Happy Mother’s Day, Mom! Let’s Go to Hooters!

Happy Mother’s Day, Mom! Let’s Go to Hooters! 2015-03-13T15:29:55-05:00

“Happy Mother’s Day, Mom! Let’s go to Hooters!”

At least that’s what Hooters hope’s you’ll be saying to your mom tomorrow. No joke. Hooters is offering a Mother’s Day special. Every mom who brings a child to Hooters tomorrow and orders at drink will get a free entrée, up to a ten dollar value.

When I first read the article in USA Today that announced this Hooters Mother’s Day promotion, I wondered if USA Today had been hacked by someone with a creative and comedic mind. But, after checking the Hooters website, I became convinced the USA Today was telling the truth.

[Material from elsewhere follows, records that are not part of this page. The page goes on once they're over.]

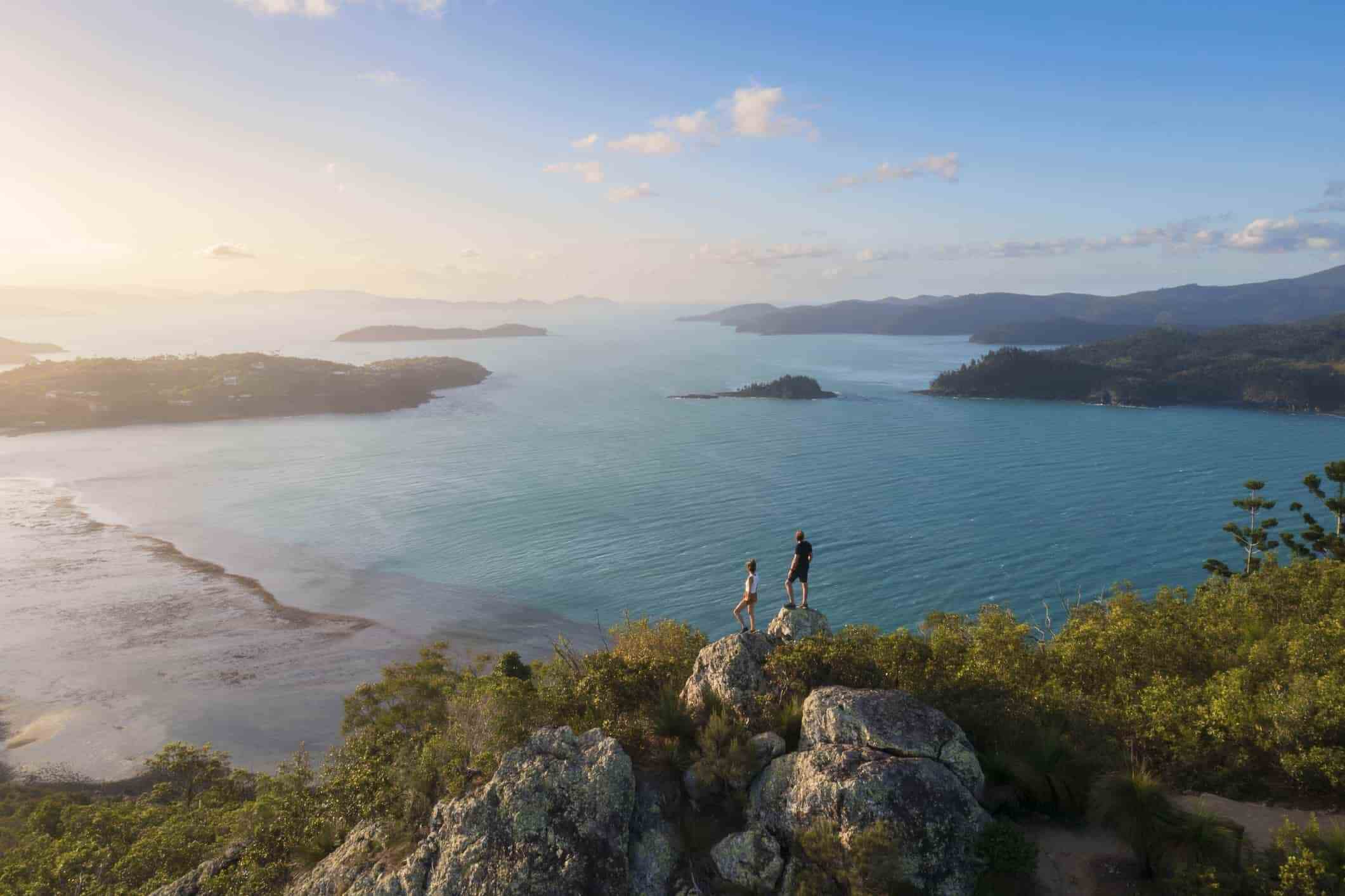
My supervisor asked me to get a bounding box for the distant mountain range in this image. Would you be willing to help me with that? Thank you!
[0,287,618,318]
[683,265,1345,335]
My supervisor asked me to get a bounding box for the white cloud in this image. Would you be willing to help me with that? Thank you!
[356,68,410,88]
[1303,180,1345,212]
[654,109,717,137]
[830,152,962,190]
[233,0,448,19]
[691,240,836,268]
[607,183,659,202]
[200,242,257,261]
[1224,218,1345,253]
[607,131,682,156]
[854,249,911,264]
[542,162,604,183]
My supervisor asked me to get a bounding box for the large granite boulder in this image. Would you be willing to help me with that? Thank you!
[765,607,831,640]
[749,687,990,896]
[630,779,682,896]
[302,728,635,896]
[799,687,986,799]
[710,830,784,893]
[682,631,775,724]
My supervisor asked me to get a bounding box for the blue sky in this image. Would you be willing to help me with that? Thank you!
[0,0,1345,302]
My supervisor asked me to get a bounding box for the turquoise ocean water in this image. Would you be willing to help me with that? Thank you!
[0,309,1345,637]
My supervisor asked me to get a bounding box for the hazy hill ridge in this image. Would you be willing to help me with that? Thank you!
[928,306,1345,410]
[697,265,1345,336]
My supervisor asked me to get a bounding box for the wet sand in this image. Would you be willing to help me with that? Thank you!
[0,479,594,779]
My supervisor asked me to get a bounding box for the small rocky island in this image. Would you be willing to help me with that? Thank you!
[0,339,65,365]
[0,354,491,436]
[670,374,836,401]
[336,324,546,342]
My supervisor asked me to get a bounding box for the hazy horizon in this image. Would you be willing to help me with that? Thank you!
[0,0,1345,306]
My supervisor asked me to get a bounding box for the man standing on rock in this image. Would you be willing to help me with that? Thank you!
[784,529,812,609]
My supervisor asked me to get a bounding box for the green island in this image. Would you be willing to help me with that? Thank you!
[671,374,836,401]
[0,460,1345,896]
[336,324,546,342]
[0,353,490,434]
[0,338,65,365]
[925,315,1345,412]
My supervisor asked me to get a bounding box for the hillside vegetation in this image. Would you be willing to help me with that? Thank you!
[928,306,1345,410]
[0,464,1345,896]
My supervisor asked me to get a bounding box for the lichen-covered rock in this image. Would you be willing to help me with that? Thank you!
[328,728,635,896]
[799,687,986,799]
[765,607,831,640]
[749,744,990,896]
[682,631,775,722]
[748,730,784,777]
[149,843,244,896]
[285,823,386,896]
[630,781,682,896]
[710,830,784,893]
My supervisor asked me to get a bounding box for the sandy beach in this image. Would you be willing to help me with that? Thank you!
[0,479,413,777]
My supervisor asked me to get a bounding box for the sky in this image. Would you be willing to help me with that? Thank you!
[0,0,1345,304]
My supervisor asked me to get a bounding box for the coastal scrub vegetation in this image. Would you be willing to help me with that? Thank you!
[930,315,1345,410]
[0,484,1345,896]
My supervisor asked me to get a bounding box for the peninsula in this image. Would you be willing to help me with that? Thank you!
[924,315,1345,412]
[0,339,65,365]
[335,324,546,342]
[0,354,491,434]
[691,265,1345,336]
[670,374,836,401]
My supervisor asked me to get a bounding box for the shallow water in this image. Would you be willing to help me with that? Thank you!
[0,309,1345,769]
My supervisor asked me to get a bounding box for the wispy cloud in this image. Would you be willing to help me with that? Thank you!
[542,162,604,183]
[1303,180,1345,212]
[721,85,818,139]
[233,0,448,19]
[827,152,962,190]
[355,68,410,88]
[200,242,257,261]
[691,241,836,268]
[607,183,659,202]
[607,131,682,156]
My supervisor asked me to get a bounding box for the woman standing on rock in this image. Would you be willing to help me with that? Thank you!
[733,560,756,631]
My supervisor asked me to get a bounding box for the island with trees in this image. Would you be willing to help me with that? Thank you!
[925,315,1345,412]
[0,353,491,434]
[671,374,836,401]
[0,339,65,365]
[335,324,546,342]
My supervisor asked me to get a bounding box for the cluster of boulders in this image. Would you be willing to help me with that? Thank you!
[160,608,990,896]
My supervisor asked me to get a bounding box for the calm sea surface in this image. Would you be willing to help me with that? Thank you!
[0,309,1345,637]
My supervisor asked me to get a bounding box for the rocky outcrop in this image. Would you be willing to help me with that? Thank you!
[710,830,784,893]
[765,607,831,642]
[749,687,990,896]
[288,728,635,896]
[630,781,682,896]
[799,687,986,799]
[149,843,244,896]
[682,631,775,724]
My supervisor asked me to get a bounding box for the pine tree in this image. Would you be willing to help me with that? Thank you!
[1285,460,1345,560]
[1204,471,1280,577]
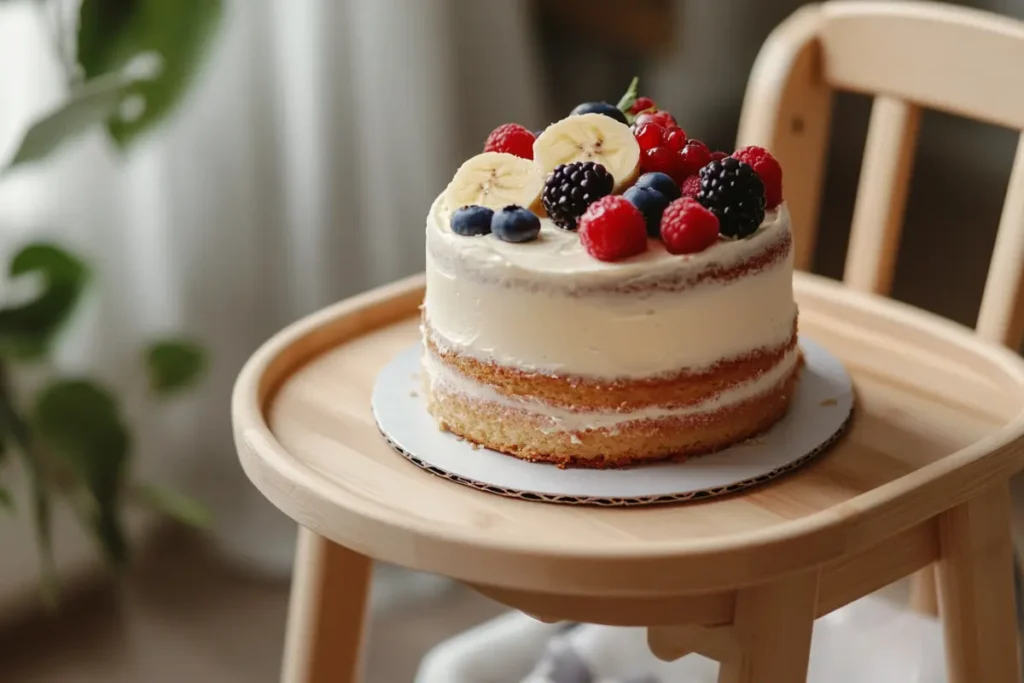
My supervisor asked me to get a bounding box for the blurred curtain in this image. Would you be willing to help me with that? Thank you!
[0,0,542,602]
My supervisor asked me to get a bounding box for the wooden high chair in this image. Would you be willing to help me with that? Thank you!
[232,2,1024,683]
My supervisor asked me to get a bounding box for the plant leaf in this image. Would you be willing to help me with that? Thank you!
[33,379,129,565]
[134,484,210,528]
[4,74,133,171]
[145,339,206,395]
[0,244,88,358]
[78,0,221,147]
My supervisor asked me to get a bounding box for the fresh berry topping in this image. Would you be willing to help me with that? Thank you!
[676,139,711,184]
[623,183,675,240]
[490,204,541,242]
[580,195,647,261]
[569,102,630,126]
[640,145,676,176]
[662,197,719,254]
[633,112,679,128]
[732,146,782,209]
[633,123,665,150]
[697,157,765,238]
[633,172,679,202]
[665,128,686,152]
[680,173,700,199]
[452,205,495,237]
[541,161,615,230]
[630,97,657,114]
[483,123,537,159]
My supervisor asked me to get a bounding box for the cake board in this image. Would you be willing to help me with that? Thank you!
[372,337,854,507]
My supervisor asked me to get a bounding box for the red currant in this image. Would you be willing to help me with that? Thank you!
[634,111,679,128]
[678,139,711,180]
[635,123,665,154]
[630,97,655,114]
[640,145,676,177]
[665,128,686,152]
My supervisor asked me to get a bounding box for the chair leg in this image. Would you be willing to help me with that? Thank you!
[718,571,818,683]
[937,481,1020,683]
[281,528,373,683]
[910,565,939,616]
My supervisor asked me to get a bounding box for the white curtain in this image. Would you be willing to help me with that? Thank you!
[0,0,542,601]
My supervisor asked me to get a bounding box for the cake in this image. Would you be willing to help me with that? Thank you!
[422,77,802,467]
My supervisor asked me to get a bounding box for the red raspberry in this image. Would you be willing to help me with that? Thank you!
[580,195,647,261]
[677,138,711,184]
[483,123,537,159]
[634,123,665,150]
[633,112,679,128]
[732,146,782,209]
[665,128,686,152]
[630,97,657,114]
[679,175,700,199]
[662,197,718,254]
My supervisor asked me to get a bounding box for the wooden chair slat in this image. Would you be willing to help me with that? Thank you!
[843,95,921,294]
[977,134,1024,349]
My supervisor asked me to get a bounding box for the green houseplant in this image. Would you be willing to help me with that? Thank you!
[0,0,221,600]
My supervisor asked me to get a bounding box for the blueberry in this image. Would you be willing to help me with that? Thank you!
[452,205,495,237]
[569,102,630,126]
[490,204,541,242]
[634,171,682,202]
[623,185,669,238]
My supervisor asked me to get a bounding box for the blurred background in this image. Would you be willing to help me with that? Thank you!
[0,0,1024,683]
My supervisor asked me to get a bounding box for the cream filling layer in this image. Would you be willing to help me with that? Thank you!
[423,347,800,433]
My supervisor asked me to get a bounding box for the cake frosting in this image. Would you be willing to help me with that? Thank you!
[425,193,797,378]
[422,78,802,467]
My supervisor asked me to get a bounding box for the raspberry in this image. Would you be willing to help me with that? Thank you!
[677,138,711,184]
[732,145,782,209]
[681,174,700,199]
[633,112,679,128]
[662,197,718,254]
[483,123,537,159]
[630,97,657,114]
[640,145,676,177]
[633,123,665,150]
[580,195,647,261]
[665,128,686,152]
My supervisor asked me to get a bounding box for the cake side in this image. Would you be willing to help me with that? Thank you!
[424,348,803,468]
[424,197,797,380]
[422,80,803,467]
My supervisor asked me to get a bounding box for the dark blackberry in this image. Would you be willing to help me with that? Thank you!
[541,161,615,230]
[697,157,765,238]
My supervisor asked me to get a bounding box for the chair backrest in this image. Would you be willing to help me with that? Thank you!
[737,0,1024,348]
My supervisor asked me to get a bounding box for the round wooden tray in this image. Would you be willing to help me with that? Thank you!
[232,273,1024,608]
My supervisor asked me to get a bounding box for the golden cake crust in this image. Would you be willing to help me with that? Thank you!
[427,358,802,468]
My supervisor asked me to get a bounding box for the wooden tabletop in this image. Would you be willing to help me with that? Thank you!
[232,273,1024,595]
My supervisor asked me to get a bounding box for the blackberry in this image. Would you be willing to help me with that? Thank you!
[697,157,765,238]
[541,161,615,230]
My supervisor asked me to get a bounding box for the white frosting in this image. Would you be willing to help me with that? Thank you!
[424,192,797,378]
[423,347,800,432]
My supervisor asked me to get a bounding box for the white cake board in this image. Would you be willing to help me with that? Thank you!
[372,337,853,506]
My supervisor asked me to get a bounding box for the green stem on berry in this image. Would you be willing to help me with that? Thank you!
[615,76,640,123]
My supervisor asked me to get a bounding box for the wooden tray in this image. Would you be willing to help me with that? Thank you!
[232,273,1024,602]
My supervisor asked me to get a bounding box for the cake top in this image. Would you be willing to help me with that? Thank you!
[438,79,786,264]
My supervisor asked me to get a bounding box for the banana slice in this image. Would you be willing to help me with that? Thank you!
[444,152,544,211]
[534,114,640,193]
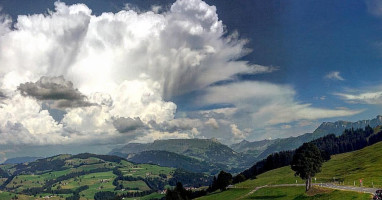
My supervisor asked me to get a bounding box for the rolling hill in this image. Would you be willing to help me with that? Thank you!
[109,139,255,172]
[231,115,382,161]
[199,142,382,200]
[128,150,226,174]
[0,153,211,199]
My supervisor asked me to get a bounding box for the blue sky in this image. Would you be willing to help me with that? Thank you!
[0,0,382,159]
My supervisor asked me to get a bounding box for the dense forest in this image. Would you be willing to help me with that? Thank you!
[234,126,382,183]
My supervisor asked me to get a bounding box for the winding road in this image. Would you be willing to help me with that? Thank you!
[238,183,378,199]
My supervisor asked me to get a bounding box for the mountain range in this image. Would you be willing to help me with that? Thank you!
[109,115,382,174]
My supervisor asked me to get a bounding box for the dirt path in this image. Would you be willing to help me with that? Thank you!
[238,183,378,199]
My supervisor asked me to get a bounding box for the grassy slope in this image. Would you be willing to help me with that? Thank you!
[317,139,382,187]
[243,187,371,200]
[0,155,175,199]
[200,142,382,200]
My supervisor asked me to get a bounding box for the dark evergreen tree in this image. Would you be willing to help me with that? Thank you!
[291,143,324,191]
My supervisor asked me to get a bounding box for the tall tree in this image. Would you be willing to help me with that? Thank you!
[291,143,324,191]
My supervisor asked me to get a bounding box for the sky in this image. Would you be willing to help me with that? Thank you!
[0,0,382,161]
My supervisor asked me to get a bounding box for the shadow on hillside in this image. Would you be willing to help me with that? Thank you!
[250,195,286,199]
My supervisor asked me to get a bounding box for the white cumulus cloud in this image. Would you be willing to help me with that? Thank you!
[325,71,345,81]
[0,0,275,144]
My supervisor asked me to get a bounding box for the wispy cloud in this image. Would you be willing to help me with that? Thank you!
[335,91,382,104]
[324,71,345,81]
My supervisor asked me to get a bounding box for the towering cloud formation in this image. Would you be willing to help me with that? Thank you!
[0,0,271,144]
[0,0,362,147]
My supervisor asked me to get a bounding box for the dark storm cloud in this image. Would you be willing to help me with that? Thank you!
[17,76,92,108]
[113,117,145,133]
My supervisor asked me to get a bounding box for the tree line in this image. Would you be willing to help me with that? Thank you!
[234,126,382,183]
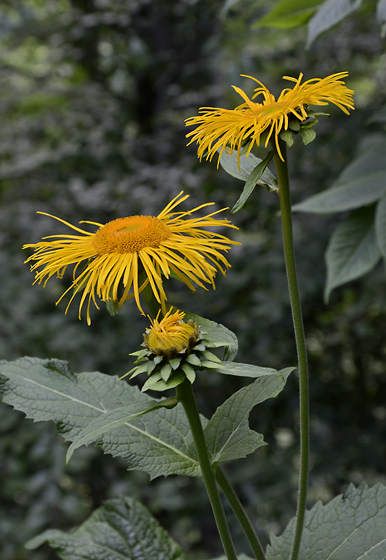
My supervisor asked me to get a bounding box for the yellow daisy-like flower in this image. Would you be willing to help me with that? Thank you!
[23,192,239,324]
[144,310,199,355]
[186,72,354,164]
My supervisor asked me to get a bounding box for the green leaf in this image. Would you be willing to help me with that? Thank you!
[213,554,253,560]
[267,484,386,560]
[307,0,363,47]
[216,362,295,378]
[293,136,386,214]
[0,358,200,478]
[205,368,293,463]
[231,152,277,214]
[26,497,184,560]
[325,206,380,301]
[293,176,386,214]
[220,150,277,191]
[375,190,386,259]
[66,397,178,463]
[253,0,323,29]
[184,312,239,360]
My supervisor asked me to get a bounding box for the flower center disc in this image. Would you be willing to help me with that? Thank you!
[93,216,171,255]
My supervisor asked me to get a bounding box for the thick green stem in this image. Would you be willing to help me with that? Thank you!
[215,467,265,560]
[274,140,309,560]
[176,380,237,560]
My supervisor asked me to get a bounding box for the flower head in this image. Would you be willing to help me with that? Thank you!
[144,310,199,356]
[186,72,354,163]
[23,192,238,324]
[126,309,222,391]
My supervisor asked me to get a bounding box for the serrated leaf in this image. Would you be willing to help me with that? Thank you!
[0,358,200,478]
[253,0,323,29]
[26,497,184,560]
[220,150,277,190]
[375,190,386,259]
[325,207,381,301]
[66,398,177,463]
[216,362,295,379]
[266,484,386,560]
[205,368,292,464]
[184,312,239,361]
[231,152,277,214]
[307,0,363,47]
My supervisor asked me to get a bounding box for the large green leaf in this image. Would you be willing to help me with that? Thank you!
[205,368,292,463]
[0,358,200,478]
[213,554,253,560]
[231,152,277,214]
[184,312,239,360]
[66,397,177,462]
[267,484,386,560]
[216,362,295,379]
[253,0,323,29]
[307,0,363,47]
[220,150,278,191]
[325,207,381,300]
[375,190,386,259]
[293,137,386,214]
[27,497,185,560]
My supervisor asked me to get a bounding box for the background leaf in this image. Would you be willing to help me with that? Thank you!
[325,207,380,300]
[307,0,362,47]
[293,140,386,214]
[27,497,184,560]
[375,190,386,259]
[253,0,323,29]
[205,368,292,463]
[0,358,200,478]
[267,484,386,560]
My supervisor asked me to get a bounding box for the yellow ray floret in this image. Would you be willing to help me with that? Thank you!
[23,192,238,324]
[186,72,354,163]
[144,310,198,354]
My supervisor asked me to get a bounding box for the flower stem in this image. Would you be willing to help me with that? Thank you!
[176,379,237,560]
[274,139,309,560]
[215,467,265,560]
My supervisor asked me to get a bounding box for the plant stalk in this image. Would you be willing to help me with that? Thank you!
[274,139,309,560]
[215,467,265,560]
[176,379,237,560]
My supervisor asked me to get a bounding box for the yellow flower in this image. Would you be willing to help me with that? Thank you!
[144,310,199,355]
[23,192,239,324]
[186,72,354,165]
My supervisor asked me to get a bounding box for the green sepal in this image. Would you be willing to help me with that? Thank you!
[142,371,186,392]
[181,362,196,384]
[169,358,182,369]
[146,360,157,375]
[160,364,173,383]
[186,354,201,367]
[301,127,316,146]
[279,130,294,148]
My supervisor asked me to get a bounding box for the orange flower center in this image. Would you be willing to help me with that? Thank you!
[93,216,171,255]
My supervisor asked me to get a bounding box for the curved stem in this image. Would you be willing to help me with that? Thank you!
[176,379,237,560]
[274,139,309,560]
[215,467,265,560]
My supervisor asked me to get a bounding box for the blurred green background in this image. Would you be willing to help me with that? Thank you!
[0,0,386,560]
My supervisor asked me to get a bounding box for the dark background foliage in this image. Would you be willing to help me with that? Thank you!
[0,0,386,560]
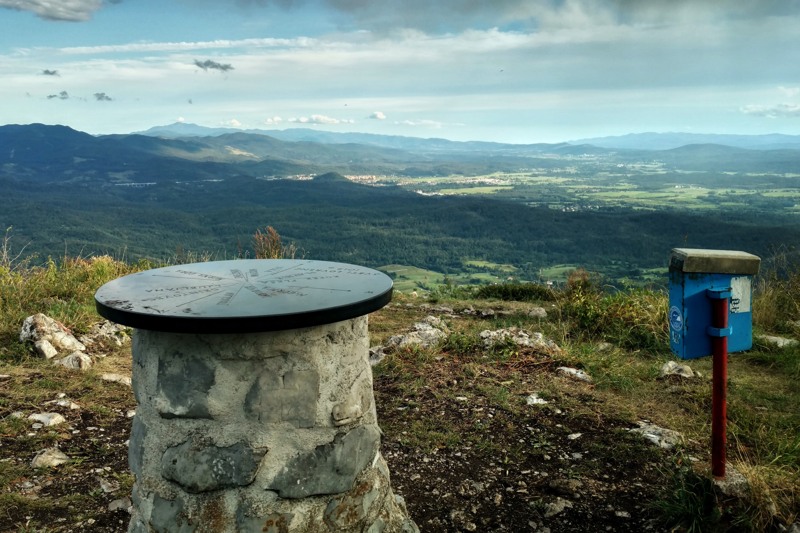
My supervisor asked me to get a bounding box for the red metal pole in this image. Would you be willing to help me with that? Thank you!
[711,298,728,479]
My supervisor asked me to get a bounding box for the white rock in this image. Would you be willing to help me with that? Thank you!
[28,413,67,427]
[630,421,683,450]
[480,328,561,354]
[369,345,386,366]
[53,352,93,370]
[661,361,694,379]
[544,498,572,518]
[386,316,447,348]
[108,496,133,513]
[528,307,547,318]
[44,398,81,410]
[525,393,548,405]
[19,313,86,352]
[100,374,131,387]
[761,335,797,348]
[31,448,69,468]
[556,366,592,383]
[99,478,119,493]
[33,339,58,359]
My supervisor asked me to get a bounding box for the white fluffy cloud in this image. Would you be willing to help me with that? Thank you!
[289,115,355,124]
[741,104,800,118]
[778,86,800,98]
[395,120,444,129]
[0,0,103,22]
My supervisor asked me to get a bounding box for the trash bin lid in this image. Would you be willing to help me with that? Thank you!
[669,248,761,275]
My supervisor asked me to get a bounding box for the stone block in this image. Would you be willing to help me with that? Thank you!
[244,370,319,428]
[149,494,197,533]
[128,415,147,480]
[154,353,215,418]
[324,481,380,531]
[161,440,267,493]
[236,513,294,533]
[266,426,380,498]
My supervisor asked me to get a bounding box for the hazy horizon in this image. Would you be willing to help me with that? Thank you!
[0,0,800,144]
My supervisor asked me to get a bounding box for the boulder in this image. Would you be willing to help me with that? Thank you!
[19,313,86,357]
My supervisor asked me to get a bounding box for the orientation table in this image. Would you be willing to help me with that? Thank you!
[95,259,418,533]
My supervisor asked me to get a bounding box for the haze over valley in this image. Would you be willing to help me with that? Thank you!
[0,124,800,284]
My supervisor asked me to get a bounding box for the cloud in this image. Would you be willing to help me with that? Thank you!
[740,104,800,118]
[289,115,355,124]
[194,59,233,72]
[228,0,800,34]
[778,86,800,98]
[0,0,103,22]
[395,120,444,129]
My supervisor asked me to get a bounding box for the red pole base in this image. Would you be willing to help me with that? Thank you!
[711,298,728,479]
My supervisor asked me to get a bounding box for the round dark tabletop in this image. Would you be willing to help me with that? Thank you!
[95,259,392,333]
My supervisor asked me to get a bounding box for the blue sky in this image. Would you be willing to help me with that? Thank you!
[0,0,800,143]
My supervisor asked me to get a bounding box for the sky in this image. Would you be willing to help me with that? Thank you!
[0,0,800,143]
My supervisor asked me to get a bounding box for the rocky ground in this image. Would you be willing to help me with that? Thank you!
[0,302,764,532]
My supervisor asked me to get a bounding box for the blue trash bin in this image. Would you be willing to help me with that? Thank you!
[669,248,761,359]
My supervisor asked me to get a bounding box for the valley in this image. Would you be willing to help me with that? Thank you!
[0,125,800,291]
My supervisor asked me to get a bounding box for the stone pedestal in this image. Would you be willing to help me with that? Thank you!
[129,317,416,533]
[95,260,418,533]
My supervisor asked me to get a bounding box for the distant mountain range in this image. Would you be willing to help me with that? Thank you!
[136,122,800,154]
[570,132,800,150]
[0,124,800,279]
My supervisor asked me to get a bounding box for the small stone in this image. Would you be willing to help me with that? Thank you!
[714,464,750,498]
[267,426,380,498]
[544,497,572,518]
[28,413,67,427]
[630,421,683,450]
[100,373,131,387]
[556,366,592,383]
[161,441,267,494]
[31,448,69,468]
[527,307,547,318]
[760,335,797,348]
[19,313,86,352]
[53,352,93,370]
[108,496,133,513]
[525,393,548,405]
[661,361,694,379]
[548,478,583,496]
[44,398,81,411]
[100,478,119,493]
[33,339,58,359]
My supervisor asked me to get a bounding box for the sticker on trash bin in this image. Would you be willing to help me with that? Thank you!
[669,305,683,331]
[730,276,752,313]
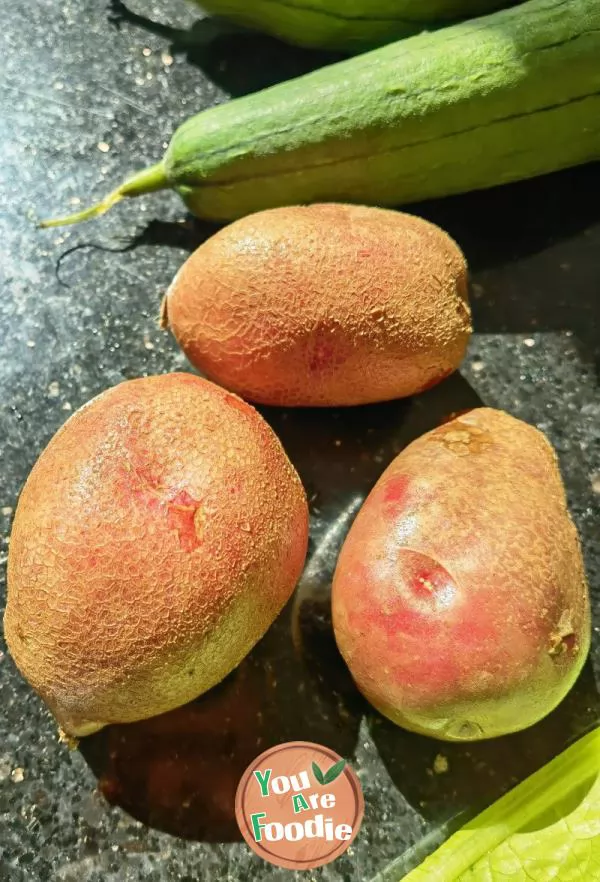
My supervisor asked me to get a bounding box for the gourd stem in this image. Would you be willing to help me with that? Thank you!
[40,162,170,229]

Before I share a few excerpts from the article, I should mention, just in case you’re in the 1% of people unfamiliar with the Hooters brand, that it’s a restaurant known mainly its shapely female waitresses wearing tight t-shirts and tiny nylon shorts. I have not had the privilege of eating at Hooters (fancy that), but I have walked through the franchise that spills out in the San Antonio Riverwalk. Suffice it to say that I would not bring my wife or mother here for any occasion, even if our entire dinner was free. Call me uptight and old fashioned. Call me a feminist. Call me whatever, but don’t invite me and the significant women in my life to Hooters.

Okay, back to the article. Here are a few choice excerpts:

The chain famous for its waitresses in sexy uniforms has long struggled to attract female customers — particularly mothers.

[Huh. I wonder why that could be?]

Hooters’ marketing chief says the chain just wants women to see the that Hooters is not the big, bad wolf of dining. “It’s not as diabolical as you think,” says Dave Henninger, chief marketing officer. “We know you don’t think of Hooters as a typical place to take Mom, but we want to make it more appealing for Mom to come in.” Hooters’ five new entree salads, all priced under $10, are one attempt by the chain to appeal more to women, he says.

[Don’t you just love it? “We know you don’t think of Hooters as a typical place to take Mom.”]

But some skeptics think that Hooters has a long way to go before it has any genuine appeal to women. “For a woman to walk into a place called Hooters,” says Robert Thompson, professor of pop culture at Syracuse University, “that new Cobb salad had better be awfully good.”

[Indeed.]

Once again, truth is stranger than fiction!

I’m tempted to get up on my soapbox and rail against this sort of thing, but sometimes the critique is so obvious it can’t be enhanced with words.